Since HDR photography is now available on smart phones, I decided to do a few raw tests with a currently popular smartphone and post this brief review of the results. Being a long time photographer and current advocate of High Dynamic Range photography, the idea of being able to do point and shoot, camera phone HDR seemed like an interesting alternative. I used an iPhone 4s on my last outing to the market to test the process.
I’ve included a few examples of how the phone camera works in various lighting situations. The market uses very dramatic lighting to enhance the visual appearance of the produce and products. This proved to be a challenge for the iPhone. The shots below show the normal exposure on the left and the HDR image on the right. Absolutely NO post processing has been done to the images except for sizing in Photoshop.
As you can see above with the oranges and juice bottles, areas of lower contrast do fairly well. In this instance, store lighting was more subdued. But high contrast, as with the roses above isn’t handled very well. The Cranberries are pretty iffy. The HDR shot looks very bad in Photoshop but seems to present better here thought still pretty washed out.
The wine bottles below didn’t do very well at all. Notice the white labels where both images have overexposed areas that are made worse by the HDR process. And the brilliant colors ended up a little less brilliant.

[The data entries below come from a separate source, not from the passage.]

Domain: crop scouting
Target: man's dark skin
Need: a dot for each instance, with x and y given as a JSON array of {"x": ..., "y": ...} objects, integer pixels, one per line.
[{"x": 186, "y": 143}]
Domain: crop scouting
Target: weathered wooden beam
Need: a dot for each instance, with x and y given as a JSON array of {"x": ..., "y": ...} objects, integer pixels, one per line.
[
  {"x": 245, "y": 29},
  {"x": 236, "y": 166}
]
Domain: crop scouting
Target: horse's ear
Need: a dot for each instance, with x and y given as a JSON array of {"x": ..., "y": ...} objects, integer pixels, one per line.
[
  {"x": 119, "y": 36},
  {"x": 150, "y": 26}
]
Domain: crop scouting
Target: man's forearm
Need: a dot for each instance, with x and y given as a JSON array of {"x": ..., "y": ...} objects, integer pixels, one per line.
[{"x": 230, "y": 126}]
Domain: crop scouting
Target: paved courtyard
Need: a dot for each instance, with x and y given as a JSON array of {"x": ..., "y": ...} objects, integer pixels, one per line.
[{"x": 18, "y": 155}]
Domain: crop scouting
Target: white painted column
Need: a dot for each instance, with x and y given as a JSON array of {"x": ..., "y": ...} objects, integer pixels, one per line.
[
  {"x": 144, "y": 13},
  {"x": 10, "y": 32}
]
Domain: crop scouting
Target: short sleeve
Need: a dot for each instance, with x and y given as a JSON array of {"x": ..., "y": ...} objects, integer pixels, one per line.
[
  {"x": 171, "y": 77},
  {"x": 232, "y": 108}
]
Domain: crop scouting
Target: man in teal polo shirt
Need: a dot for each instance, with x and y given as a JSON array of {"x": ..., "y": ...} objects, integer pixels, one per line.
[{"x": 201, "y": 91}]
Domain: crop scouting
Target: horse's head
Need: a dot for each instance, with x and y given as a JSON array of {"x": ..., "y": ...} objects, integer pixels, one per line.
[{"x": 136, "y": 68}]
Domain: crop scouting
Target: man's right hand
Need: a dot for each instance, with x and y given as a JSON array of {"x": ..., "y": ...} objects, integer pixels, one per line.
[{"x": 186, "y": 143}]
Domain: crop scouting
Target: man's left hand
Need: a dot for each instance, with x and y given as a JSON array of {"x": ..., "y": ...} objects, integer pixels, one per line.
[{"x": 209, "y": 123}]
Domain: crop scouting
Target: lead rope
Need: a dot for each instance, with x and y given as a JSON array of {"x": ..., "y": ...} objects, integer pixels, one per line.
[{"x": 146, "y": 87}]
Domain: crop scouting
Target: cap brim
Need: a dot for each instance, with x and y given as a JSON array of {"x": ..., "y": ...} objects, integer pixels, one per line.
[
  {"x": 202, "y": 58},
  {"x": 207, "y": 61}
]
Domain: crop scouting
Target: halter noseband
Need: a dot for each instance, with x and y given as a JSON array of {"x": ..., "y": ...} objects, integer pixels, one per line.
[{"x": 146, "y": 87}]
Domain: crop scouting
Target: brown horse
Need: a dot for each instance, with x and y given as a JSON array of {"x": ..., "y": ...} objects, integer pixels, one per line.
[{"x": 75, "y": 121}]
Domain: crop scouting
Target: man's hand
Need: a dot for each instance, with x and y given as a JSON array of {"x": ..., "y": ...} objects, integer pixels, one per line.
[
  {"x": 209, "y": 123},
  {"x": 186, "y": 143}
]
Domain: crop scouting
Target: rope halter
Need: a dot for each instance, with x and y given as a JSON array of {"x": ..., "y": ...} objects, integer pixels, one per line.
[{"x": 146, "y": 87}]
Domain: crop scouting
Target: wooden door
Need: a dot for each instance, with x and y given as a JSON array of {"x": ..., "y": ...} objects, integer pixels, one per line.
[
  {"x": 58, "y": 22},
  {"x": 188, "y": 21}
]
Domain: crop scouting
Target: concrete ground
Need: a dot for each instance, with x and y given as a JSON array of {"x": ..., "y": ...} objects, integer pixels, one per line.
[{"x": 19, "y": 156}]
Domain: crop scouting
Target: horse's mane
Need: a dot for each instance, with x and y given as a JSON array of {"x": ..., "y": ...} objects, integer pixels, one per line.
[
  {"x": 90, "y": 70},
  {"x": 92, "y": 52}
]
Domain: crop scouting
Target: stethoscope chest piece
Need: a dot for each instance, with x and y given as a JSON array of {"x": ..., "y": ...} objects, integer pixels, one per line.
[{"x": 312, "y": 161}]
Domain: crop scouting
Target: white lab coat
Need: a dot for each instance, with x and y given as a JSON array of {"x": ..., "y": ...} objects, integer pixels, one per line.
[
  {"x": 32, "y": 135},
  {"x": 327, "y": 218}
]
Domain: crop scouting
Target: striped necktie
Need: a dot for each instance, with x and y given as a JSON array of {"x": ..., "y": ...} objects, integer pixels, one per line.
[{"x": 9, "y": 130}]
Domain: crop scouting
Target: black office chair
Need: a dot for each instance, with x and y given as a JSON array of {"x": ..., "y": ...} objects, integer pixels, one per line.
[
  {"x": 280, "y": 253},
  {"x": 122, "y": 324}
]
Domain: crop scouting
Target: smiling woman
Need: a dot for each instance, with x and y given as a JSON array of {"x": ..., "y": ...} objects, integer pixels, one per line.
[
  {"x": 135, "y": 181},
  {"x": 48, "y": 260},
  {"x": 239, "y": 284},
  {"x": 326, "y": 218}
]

Just about all of my shots turned out less than satisfactory. I realize that the iPhone camera is not intended to handle the extreme lighting situations that can be encountered. But, for a person wanting to add a little more realism to their photos, it does an adequate job. I’m sure that I will be taking advantage of smartphone cameras in the future when cameras, lenses, tripods, etc., are not available.
With the current technology, some really great photographs are being produced with smartphone cameras. I will be presenting another example of Smartphone HDR using the 5mp camera in a Windows Phone 7, Dynamic Range (DR) mode. I Know, it’s not called HDR but the results are very similar.
So, wanting to see how the phone camera result would work with tone mapping in HDR Efex Pro, I produced this image from the HDR example above. I also used Adobe Photoshop to balance the Hue/Saturation for more realistic colors and Shadow/Highlight adjustments to, well, fix the shadows and highlights. All of the necessary tonal elements are present. The image just needed more post-processing.